U.S. President Barack Obama (R) and Chinese President Xi Jinping. UPI/Stephen Shaver | License Photo
WASHINGTON, Nov. 12 (UPI) -- The landmark climate deal announced Tuesday by U.S. President Barack Obama and Chinese President Xi Jinping was met with predictable resistance by top leaders in the GOP.
Under the agreement, the U.S. would reduce carbon emissions in 2025 by 26- to 28 percent from 2005, doubling the pace of the current target. More remarkably, China vowed to turn around the increase in its carbon emissions by 2030 or sooner, promising to produce 20 percent clean energy by that date.
While the "handshake agreement" between the two presidents does not require legislative approval, the incoming Republican-controlled Congress could undermine efforts to meet the reduction targets. And a new president in 2017 will have the power to uphold the deal, or scuttle it, like President George W. Bush did with the Kyoto Protocols reached under President Bill Clinton.
On Wednesday, Speaker of the House John Boehner, Sen. Mitch McConnell, R-Ky., who is expected to take over as Senate majority leader, and Sen. Jim Inhofe, R-Okla., who is poised to become chairman of the Senate Environment and Public Works Committee, led the chorus of criticism from the right.
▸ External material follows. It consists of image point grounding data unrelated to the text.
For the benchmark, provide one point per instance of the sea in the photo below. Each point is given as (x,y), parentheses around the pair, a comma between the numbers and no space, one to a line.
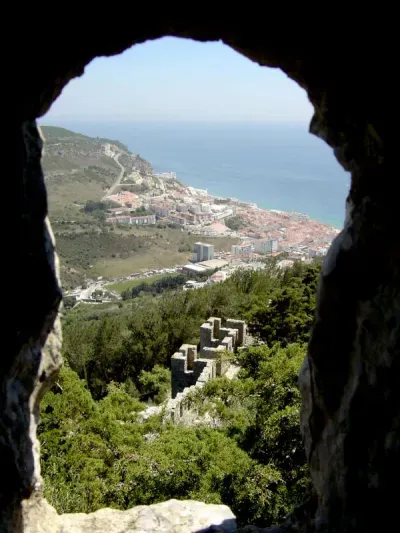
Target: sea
(276,166)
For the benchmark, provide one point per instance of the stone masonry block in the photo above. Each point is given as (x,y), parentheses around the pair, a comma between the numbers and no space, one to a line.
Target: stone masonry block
(240,325)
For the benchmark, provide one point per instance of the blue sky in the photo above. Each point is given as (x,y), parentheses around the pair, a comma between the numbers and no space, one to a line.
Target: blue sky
(181,80)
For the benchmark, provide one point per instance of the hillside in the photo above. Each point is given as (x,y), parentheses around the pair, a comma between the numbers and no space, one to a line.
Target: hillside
(79,169)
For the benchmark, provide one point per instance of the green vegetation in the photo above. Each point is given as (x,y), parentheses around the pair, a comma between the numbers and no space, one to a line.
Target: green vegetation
(234,223)
(77,175)
(131,283)
(157,287)
(97,451)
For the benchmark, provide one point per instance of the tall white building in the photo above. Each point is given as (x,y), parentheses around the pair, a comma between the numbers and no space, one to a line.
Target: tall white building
(203,252)
(241,249)
(266,246)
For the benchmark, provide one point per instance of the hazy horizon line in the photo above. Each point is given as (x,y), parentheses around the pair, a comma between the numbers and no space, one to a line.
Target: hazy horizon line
(47,121)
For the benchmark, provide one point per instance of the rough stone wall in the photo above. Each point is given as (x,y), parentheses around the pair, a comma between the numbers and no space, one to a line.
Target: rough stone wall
(187,365)
(350,381)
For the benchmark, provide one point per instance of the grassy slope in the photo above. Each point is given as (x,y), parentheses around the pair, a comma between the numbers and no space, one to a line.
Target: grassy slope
(130,283)
(76,171)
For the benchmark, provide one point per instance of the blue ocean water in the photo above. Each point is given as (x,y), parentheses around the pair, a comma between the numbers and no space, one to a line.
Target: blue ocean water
(278,166)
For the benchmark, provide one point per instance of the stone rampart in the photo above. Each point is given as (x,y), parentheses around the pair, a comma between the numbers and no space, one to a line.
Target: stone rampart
(190,366)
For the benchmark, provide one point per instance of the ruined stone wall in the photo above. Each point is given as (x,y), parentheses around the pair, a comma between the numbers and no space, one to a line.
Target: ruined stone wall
(350,381)
(187,365)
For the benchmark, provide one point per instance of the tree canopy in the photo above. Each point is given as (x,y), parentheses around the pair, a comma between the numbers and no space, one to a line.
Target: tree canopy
(247,453)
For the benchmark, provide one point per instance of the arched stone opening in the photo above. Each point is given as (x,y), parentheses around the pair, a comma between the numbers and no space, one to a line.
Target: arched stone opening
(350,382)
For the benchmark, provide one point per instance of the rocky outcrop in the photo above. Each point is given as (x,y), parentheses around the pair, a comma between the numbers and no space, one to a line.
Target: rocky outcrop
(172,516)
(350,382)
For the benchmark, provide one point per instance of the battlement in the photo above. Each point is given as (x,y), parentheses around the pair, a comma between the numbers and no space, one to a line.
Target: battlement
(190,366)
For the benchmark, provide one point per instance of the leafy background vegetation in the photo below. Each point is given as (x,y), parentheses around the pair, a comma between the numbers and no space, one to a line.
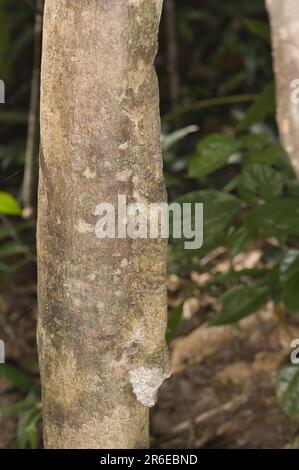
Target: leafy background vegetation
(221,147)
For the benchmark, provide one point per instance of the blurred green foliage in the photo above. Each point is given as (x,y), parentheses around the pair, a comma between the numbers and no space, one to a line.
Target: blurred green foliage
(220,148)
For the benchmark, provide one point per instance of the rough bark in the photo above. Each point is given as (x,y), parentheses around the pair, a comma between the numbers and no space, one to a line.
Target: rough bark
(284,19)
(102,302)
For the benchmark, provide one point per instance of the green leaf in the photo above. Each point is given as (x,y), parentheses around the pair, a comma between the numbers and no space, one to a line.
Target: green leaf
(239,302)
(9,205)
(261,108)
(238,240)
(254,142)
(293,187)
(259,28)
(260,181)
(277,218)
(7,230)
(173,322)
(287,390)
(219,208)
(16,377)
(24,405)
(169,140)
(271,155)
(290,294)
(211,154)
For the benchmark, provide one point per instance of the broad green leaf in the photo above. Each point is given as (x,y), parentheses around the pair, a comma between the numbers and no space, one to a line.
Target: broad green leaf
(259,28)
(287,390)
(270,155)
(254,142)
(9,205)
(290,294)
(169,140)
(218,208)
(6,231)
(212,153)
(289,266)
(261,108)
(260,181)
(238,240)
(173,322)
(293,187)
(16,377)
(24,405)
(277,218)
(239,302)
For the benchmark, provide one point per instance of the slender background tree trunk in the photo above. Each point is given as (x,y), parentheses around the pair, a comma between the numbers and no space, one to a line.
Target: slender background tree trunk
(102,303)
(284,19)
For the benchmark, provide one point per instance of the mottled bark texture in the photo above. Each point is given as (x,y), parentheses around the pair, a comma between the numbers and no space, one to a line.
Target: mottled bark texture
(102,302)
(284,19)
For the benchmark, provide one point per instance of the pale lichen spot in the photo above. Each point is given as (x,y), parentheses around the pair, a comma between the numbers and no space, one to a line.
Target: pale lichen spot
(100,306)
(283,33)
(89,174)
(123,146)
(123,176)
(83,227)
(146,383)
(124,263)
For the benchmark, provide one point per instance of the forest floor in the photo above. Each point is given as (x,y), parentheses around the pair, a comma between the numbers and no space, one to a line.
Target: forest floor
(222,390)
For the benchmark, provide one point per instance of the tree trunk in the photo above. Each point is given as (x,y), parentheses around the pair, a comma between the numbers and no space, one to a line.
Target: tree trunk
(102,302)
(284,19)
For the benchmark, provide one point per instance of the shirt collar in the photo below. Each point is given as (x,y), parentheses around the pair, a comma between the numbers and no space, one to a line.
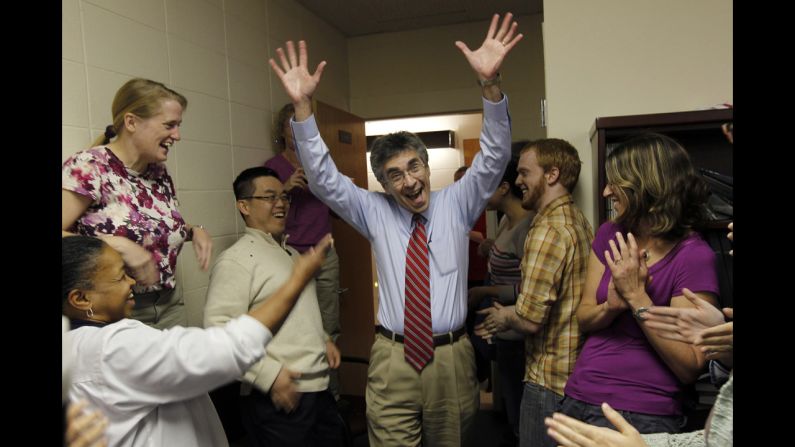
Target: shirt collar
(565,199)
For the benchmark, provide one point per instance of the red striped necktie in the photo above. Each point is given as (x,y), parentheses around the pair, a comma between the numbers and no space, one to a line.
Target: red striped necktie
(418,331)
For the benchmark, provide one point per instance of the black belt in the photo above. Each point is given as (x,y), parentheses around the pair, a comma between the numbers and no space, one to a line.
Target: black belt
(438,340)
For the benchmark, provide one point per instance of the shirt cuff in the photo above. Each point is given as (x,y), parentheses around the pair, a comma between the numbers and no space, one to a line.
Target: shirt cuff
(306,129)
(495,110)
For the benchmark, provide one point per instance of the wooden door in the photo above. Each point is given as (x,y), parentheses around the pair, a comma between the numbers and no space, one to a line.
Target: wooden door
(471,147)
(344,135)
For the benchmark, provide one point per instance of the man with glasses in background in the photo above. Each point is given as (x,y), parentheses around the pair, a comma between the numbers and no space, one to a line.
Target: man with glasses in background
(421,386)
(285,398)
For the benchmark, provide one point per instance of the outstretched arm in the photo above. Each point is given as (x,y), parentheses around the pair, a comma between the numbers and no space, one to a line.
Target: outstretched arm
(298,83)
(487,59)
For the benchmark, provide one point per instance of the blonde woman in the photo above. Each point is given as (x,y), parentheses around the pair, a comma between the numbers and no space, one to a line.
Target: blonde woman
(120,191)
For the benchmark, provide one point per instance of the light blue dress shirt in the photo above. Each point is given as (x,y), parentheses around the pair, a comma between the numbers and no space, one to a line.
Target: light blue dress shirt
(450,215)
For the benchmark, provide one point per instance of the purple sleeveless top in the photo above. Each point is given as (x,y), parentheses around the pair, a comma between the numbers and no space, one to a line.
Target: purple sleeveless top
(617,364)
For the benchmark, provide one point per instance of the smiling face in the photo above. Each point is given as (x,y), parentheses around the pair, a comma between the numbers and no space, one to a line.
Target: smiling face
(153,137)
(263,214)
(111,295)
(408,180)
(531,180)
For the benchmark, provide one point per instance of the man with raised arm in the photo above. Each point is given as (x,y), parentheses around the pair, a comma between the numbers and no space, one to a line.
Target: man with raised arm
(421,386)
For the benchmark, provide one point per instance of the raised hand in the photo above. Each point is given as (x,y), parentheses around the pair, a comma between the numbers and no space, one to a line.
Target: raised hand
(309,262)
(298,83)
(297,180)
(628,267)
(138,260)
(683,323)
(487,59)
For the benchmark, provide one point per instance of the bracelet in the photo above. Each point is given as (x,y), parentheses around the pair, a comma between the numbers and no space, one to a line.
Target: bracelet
(494,81)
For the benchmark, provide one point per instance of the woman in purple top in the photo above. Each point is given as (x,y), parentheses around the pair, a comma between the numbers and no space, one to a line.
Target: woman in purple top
(644,257)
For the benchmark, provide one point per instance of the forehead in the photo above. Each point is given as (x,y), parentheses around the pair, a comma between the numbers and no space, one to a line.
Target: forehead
(267,183)
(402,159)
(170,109)
(528,161)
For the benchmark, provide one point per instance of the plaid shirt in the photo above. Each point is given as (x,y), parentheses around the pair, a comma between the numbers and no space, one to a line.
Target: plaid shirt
(555,258)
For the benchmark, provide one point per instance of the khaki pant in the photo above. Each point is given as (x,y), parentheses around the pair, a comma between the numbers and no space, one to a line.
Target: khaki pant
(327,284)
(435,407)
(161,309)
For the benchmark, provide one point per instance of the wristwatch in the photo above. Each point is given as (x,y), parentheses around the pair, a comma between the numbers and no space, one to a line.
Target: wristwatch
(494,81)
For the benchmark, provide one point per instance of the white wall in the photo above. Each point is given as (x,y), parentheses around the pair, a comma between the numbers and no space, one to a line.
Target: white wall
(422,72)
(626,57)
(215,53)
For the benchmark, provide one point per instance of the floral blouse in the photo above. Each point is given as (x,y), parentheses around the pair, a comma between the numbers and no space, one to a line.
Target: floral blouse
(140,207)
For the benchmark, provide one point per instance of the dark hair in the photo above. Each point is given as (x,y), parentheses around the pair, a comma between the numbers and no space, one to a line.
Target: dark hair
(512,169)
(283,117)
(557,153)
(387,146)
(79,257)
(659,184)
(243,186)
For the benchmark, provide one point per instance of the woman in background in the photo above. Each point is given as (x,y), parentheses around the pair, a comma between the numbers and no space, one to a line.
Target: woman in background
(121,192)
(645,257)
(152,385)
(504,278)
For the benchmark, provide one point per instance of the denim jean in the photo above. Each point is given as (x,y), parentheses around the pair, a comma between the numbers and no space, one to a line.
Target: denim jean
(537,403)
(644,423)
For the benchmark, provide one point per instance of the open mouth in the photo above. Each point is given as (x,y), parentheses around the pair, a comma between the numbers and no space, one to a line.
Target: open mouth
(415,196)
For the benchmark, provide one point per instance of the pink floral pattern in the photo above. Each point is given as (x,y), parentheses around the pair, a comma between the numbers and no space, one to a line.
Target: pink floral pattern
(140,207)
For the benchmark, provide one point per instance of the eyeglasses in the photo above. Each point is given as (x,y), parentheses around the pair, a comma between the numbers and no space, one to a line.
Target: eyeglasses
(285,198)
(397,178)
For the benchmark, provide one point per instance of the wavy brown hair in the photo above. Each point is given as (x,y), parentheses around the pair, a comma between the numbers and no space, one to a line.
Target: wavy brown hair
(283,117)
(141,97)
(664,195)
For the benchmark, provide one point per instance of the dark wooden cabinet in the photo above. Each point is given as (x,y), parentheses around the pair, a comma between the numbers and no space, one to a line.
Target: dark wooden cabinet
(699,132)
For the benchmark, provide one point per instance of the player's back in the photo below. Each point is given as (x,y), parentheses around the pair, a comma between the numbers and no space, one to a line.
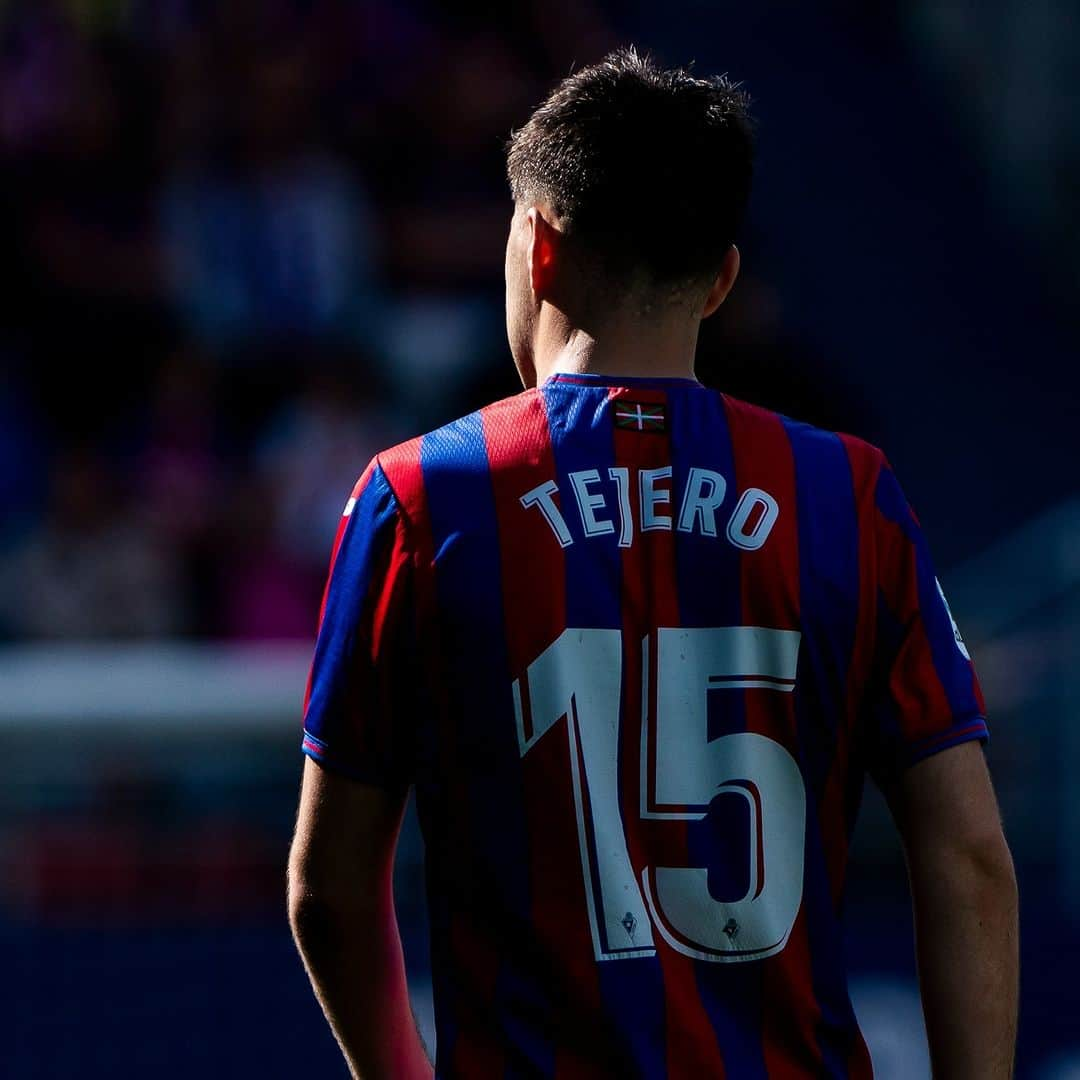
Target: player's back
(653,638)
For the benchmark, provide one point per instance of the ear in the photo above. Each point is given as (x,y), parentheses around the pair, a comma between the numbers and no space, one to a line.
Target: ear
(720,287)
(541,253)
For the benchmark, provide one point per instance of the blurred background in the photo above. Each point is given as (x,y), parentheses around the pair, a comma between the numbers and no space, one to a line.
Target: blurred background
(244,244)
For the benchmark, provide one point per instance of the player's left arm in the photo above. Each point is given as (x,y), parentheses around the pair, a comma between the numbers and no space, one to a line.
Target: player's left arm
(359,737)
(341,912)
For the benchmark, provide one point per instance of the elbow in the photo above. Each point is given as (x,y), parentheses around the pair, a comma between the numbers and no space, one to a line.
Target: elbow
(323,904)
(982,873)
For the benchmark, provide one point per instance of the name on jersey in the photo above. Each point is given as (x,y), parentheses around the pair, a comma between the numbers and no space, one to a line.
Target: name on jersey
(603,504)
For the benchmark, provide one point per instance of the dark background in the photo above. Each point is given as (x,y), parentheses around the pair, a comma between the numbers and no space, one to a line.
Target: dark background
(245,244)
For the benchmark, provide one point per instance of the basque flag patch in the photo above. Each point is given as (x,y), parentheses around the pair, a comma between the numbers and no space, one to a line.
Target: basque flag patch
(639,416)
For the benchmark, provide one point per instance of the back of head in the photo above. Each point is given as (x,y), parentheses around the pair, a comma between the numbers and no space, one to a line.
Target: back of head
(647,170)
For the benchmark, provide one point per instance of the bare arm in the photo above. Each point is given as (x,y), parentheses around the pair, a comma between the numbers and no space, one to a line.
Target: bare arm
(963,890)
(341,910)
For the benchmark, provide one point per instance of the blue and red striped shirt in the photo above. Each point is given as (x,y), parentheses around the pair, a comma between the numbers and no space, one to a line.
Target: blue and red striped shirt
(636,644)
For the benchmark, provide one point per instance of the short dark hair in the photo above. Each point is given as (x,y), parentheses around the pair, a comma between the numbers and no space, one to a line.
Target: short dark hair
(628,140)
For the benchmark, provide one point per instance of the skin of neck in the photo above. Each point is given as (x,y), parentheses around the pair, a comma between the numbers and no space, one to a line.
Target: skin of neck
(561,322)
(626,343)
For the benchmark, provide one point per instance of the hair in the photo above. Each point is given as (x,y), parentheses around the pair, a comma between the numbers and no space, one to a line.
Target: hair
(649,169)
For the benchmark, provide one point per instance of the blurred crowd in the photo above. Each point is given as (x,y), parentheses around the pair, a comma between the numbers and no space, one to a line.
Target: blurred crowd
(246,244)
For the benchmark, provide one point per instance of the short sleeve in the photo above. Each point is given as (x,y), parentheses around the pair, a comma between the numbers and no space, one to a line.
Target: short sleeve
(359,712)
(923,692)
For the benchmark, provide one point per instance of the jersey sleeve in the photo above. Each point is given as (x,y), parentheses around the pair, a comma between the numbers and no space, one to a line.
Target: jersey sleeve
(923,692)
(359,709)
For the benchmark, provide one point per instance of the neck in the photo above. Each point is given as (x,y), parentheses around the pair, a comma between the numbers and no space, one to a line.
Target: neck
(638,348)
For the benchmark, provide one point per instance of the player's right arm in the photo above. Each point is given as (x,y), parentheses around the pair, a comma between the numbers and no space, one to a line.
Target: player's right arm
(963,891)
(926,719)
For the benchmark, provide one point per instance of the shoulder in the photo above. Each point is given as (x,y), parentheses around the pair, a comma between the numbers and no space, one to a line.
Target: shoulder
(457,447)
(812,445)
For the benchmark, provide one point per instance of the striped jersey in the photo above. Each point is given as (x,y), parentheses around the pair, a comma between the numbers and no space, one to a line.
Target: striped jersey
(636,644)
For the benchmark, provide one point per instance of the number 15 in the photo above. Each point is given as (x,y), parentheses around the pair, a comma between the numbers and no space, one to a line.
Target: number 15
(579,676)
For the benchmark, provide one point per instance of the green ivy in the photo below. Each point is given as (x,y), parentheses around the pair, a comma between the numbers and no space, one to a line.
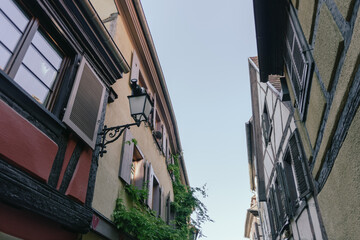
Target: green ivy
(142,223)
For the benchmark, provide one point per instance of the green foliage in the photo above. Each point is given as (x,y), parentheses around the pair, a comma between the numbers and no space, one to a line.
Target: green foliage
(132,140)
(137,194)
(142,223)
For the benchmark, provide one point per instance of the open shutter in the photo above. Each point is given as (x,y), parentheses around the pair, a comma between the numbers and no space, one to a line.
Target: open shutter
(153,114)
(135,67)
(298,61)
(168,209)
(150,185)
(282,196)
(84,108)
(140,174)
(300,168)
(164,139)
(126,157)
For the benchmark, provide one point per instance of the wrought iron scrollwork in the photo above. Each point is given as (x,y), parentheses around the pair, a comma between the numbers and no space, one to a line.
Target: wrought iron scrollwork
(113,134)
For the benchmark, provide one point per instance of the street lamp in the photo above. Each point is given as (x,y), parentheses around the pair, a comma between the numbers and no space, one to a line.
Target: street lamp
(140,108)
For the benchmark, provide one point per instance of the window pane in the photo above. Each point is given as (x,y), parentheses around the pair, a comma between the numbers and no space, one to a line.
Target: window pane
(14,13)
(47,50)
(4,56)
(40,66)
(10,35)
(31,84)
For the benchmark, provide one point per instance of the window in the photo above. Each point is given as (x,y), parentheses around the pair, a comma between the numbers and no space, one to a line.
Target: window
(298,61)
(266,125)
(155,195)
(294,175)
(42,64)
(135,170)
(29,56)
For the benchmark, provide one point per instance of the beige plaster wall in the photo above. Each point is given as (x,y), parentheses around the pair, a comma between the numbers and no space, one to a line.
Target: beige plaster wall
(345,80)
(306,15)
(339,200)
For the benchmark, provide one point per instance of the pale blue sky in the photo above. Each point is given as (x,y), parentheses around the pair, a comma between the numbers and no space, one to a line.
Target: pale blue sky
(203,47)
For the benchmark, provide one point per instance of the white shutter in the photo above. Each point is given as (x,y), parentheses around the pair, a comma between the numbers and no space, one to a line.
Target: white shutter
(83,111)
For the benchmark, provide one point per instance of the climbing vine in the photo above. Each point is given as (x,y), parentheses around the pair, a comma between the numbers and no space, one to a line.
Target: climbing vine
(142,223)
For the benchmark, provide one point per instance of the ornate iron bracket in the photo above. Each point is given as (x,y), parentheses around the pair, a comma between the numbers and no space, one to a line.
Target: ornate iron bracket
(113,133)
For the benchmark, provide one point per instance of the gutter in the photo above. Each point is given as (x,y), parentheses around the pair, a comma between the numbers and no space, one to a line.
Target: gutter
(104,34)
(150,42)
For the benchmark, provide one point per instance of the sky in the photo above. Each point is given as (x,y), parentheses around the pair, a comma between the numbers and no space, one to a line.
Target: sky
(203,47)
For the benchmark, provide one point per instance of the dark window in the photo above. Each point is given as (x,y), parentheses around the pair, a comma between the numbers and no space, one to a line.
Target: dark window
(299,165)
(266,125)
(298,61)
(31,57)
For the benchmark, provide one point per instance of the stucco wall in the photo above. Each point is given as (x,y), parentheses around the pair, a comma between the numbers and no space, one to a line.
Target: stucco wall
(339,200)
(108,186)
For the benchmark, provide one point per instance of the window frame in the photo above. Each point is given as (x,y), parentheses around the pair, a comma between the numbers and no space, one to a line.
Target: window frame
(300,85)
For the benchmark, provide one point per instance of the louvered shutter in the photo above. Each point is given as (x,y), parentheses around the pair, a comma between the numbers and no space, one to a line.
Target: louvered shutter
(150,185)
(140,174)
(164,141)
(271,212)
(146,178)
(168,209)
(84,108)
(299,162)
(135,67)
(298,62)
(153,115)
(282,196)
(126,157)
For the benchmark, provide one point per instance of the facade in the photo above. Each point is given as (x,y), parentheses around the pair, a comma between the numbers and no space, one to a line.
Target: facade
(286,201)
(126,163)
(65,68)
(252,222)
(313,47)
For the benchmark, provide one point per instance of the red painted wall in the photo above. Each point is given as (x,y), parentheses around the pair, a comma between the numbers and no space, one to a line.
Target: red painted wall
(24,145)
(78,185)
(27,225)
(69,151)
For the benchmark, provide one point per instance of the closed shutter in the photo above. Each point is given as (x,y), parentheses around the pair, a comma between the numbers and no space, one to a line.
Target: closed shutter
(282,196)
(168,209)
(298,61)
(153,114)
(135,67)
(126,157)
(84,108)
(150,185)
(300,169)
(140,174)
(271,213)
(164,141)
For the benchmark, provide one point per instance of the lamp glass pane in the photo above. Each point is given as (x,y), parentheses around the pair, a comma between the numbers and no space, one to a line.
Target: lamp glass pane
(148,108)
(137,104)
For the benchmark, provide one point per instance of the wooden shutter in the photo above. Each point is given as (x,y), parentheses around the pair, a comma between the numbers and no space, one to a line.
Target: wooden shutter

"This announcement is yet another sign that the president intends to double down on his job-crushing policies no matter how devastating the impact for America's heartland and the country as a whole," Boehner said Wednesday in a statement.
"And it is the latest example of the president's crusade against affordable, reliable energy that is already hurting jobs and squeezing middle-class families. Republicans have consistently passed legislation to rein in the EPA and stop these harmful policies from taking effect, and we will continue to make this a priority in the new Congress.
McConnell, whose re-election campaign in the coal-rich state of Kentucky often hinged on energy issues, slammed the agreement as "unrealistic."
"Our economy can't take the President's ideological War on Coal that will increase the squeeze on middle-class families and struggling miners," McConnell said in a statement.
"This unrealistic plan, that the President would dump on his successor, would ensure higher utility rates and far fewer jobs. The President said his policies were on the ballot, and the American people spoke up against them. It's time for more listening, and less job-destroying red tape. Easing the burden already created by EPA regulations will continue to be a priority for me in the new Congress."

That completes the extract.